En contre-feu à la polémique, le Premier ministre multiplie les signes d’avancées sur la formation du gouvernement qui sera annoncé « cette semaine ». « Mais il faut que le président soit là », ajoute-t-il, au sujet de l’emploi du temps très chargé d’Emmanuel Macron. Des propos que l’entourage du chef de l’État semble peu goûter, en l’incitant à commencer à faire des propositions. Une source ministérielle y voit des conseillers de l’Élysée désœuvrés qui « décryptent le moindre battement de cil pour dire ‘‘ils sont en train de prendre la place’’ » d’Emmanuel Macron. « C’est un truc de microcosme ».
Un mauvais départ pour le Premier ministre
François Bayrou n’était pas le premier choix d’Emmanuel Macron pour Matignon, et leur entretien fut houleux, l’allié de la première heure menaçant de rompre leur compagnonnage. Jean-Yves Le Drian avait alors rapporté avoir décliné la proposition d’Emmanuel Macron d’occuper le poste de Premier ministre. « On me l’a proposé. Mais j’ai refusé. Dans deux ans et demi, j’aurai 80 ans, ce ne serait pas sérieux », avait-il jugé.
Une fois rue de Varenne, le Premier ministre ne suit pas non plus la méthode engagée par le chef de l’État. Il reçoit en premier Marine Le Pen, leader du Rassemblement national, qu’Emmanuel Macron avait pourtant écartée de ses discussions avec les partis politiques pour former un gouvernement durable.
À Matignon, on récuse toute tension avec le président. Il y a une « surinterprétation » de leur relation, qui est « super fluide », assure-t-on. François Bayrou ne s’est-il pas rallié en 2017 à son concurrent qui partageait la même vision politique « et de droite, et de gauche » ?
Entre Emmanuel Macron et François Bayrou, l’historien politique Jean Garrigues décèle surtout un « choc de personnalités » en même temps que « deux visions de la société », qui sont « contraintes de collaborer compte tenu du contexte » budgétaire et politique.
Emmanuel Macron « c’est la vision d’un libéral mondialiste » avec des accents « bonapartistes » qui privilégie le « fait majoritaire et le rapport de force », quand François Bayrou, un chrétien-démocrate « social et plus décentralisateur » promeut la « convergence » et le « compromis », explique-t-il.
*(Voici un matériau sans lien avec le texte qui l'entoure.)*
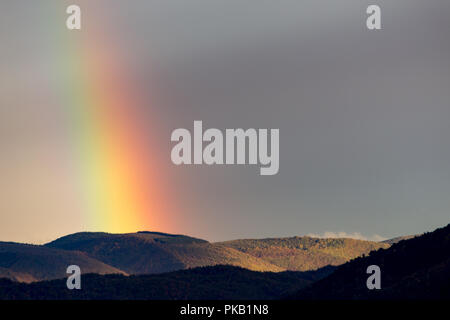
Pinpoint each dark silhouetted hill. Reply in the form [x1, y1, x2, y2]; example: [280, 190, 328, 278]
[0, 266, 333, 300]
[290, 225, 450, 299]
[0, 242, 123, 282]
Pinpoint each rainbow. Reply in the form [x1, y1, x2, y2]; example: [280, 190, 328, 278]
[51, 3, 174, 233]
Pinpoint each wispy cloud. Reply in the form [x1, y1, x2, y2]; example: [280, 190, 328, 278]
[307, 231, 387, 241]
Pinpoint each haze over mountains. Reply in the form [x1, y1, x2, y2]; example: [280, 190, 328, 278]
[0, 225, 450, 300]
[0, 232, 389, 282]
[290, 224, 450, 299]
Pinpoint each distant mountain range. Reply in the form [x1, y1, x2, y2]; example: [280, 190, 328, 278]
[0, 232, 389, 282]
[0, 225, 450, 300]
[289, 224, 450, 300]
[0, 265, 334, 300]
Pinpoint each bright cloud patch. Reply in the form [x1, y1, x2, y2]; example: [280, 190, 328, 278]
[308, 231, 386, 241]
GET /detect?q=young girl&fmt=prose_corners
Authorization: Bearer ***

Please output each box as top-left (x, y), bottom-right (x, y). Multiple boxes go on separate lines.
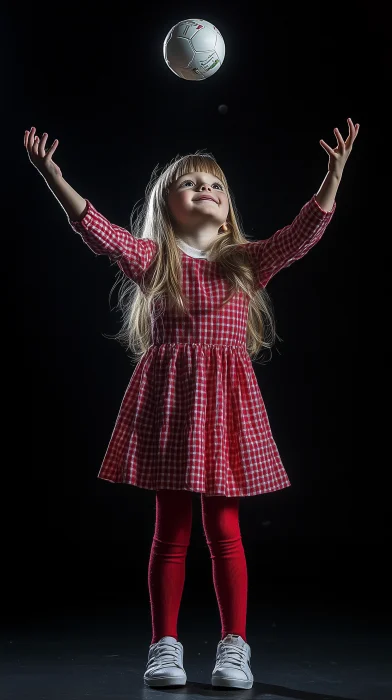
top-left (25, 119), bottom-right (359, 688)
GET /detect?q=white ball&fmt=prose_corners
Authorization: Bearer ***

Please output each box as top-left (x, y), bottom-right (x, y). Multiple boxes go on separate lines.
top-left (163, 19), bottom-right (225, 80)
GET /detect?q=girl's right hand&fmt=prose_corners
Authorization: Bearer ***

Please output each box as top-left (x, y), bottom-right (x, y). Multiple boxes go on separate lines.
top-left (24, 126), bottom-right (62, 178)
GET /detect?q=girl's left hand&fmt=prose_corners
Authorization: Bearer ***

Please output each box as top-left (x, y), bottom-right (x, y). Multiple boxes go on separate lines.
top-left (320, 119), bottom-right (359, 177)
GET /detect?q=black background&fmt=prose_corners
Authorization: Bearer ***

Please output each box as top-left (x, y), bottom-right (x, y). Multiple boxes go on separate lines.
top-left (2, 2), bottom-right (391, 616)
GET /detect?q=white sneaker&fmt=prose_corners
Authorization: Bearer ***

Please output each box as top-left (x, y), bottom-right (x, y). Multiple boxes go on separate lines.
top-left (211, 634), bottom-right (253, 688)
top-left (144, 637), bottom-right (186, 687)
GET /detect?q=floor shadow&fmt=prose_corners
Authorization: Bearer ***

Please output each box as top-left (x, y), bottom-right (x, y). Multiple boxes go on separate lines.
top-left (144, 681), bottom-right (358, 700)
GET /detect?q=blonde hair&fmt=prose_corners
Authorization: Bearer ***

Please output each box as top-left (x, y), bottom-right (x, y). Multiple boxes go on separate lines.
top-left (106, 151), bottom-right (279, 362)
Aller à Pau défendre le cumul des mandats, « ça correspond assez bien au style (de Bayrou) qui est en fait de dire ‘‘je vous emmerde’’ », abonde un conseiller ministériel. Au risque que ces tensions se muent en émancipation précoce ?
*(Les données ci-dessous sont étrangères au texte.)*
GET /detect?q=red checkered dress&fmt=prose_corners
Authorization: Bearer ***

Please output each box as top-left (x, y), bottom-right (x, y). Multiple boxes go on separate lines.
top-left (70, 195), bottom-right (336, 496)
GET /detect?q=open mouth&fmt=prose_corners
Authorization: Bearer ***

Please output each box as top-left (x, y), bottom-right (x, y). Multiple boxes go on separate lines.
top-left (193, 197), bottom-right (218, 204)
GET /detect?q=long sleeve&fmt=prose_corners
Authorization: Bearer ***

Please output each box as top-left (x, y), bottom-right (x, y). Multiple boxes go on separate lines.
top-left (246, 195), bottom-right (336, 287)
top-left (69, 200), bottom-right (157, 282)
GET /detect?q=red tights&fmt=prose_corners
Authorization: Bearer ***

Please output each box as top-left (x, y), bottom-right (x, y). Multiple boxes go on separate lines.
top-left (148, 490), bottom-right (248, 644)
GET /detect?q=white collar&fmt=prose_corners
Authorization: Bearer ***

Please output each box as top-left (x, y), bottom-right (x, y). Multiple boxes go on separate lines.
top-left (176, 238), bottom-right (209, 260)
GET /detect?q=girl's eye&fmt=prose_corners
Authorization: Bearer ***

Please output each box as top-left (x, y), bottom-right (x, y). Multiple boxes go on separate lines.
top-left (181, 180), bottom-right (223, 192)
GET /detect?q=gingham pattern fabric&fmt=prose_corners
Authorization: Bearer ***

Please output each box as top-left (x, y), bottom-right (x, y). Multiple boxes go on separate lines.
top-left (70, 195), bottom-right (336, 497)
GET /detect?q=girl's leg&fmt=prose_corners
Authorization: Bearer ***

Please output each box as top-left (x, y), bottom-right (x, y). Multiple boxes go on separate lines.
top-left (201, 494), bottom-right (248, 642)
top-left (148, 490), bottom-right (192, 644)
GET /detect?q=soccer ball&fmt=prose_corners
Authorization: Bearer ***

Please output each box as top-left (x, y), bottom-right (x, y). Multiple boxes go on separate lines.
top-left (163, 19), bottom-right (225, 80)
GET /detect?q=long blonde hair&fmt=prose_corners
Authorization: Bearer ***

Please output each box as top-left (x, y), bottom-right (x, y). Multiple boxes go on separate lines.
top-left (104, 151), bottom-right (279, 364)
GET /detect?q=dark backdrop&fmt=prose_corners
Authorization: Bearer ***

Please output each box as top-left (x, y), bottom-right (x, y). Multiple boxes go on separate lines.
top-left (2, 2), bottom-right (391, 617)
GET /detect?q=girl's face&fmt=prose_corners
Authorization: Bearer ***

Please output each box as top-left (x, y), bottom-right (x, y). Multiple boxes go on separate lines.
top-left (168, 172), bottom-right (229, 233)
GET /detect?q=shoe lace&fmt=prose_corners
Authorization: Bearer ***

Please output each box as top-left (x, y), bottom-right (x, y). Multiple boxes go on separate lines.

Pour l’ancien président socialiste François Hollande, le pouvoir exécutif est désormais « à Matignon » et donc « à l’Assemblée nationale », avec un président « dans une position de faiblesse » et un locataire à Matignon qui « s’impose à lui pour sa nomination ». Le Premier ministre a d’ailleurs exhorté les députés mardi à la « co-responsabilité » pour redresser les finances publiques. Mais « ça durera le temps de cette situation », prédit l’ancien chef de l’État. « Dès 2027, il y aura sûrement une autre étape ».
Emmanuel Macron, « c’est fini ou presque »
La relation entre les deux hommes déterminera l’avenir du gouvernement Bayrou, renchérit Marine Le Pen, qui se prépare à une « présidentielle anticipée » considérant qu’Emmanuel Macron « c’est fini ou presque ». Elle voit dans ces tensions « un couple qui a commencé par une scène de ménage » et s’interroge sur la nature de leur relation : « une cohabitation qui ne dit pas son nom ? Une collusion ? ».
La polémique autour de Mayotte a accéléré les choses, « on a un président qui a joué pendant sept ans au Premier ministre. Et on a un Premier ministre qui va jouer au président », estime un député MoDem. Alors que droite et gauche faisaient mercredi monter les enchères, un fidèle du président sentait même François Bayrou « capable de constater en janvier/février qu’il n’y arrive pas » et demander de revenir aux urnes.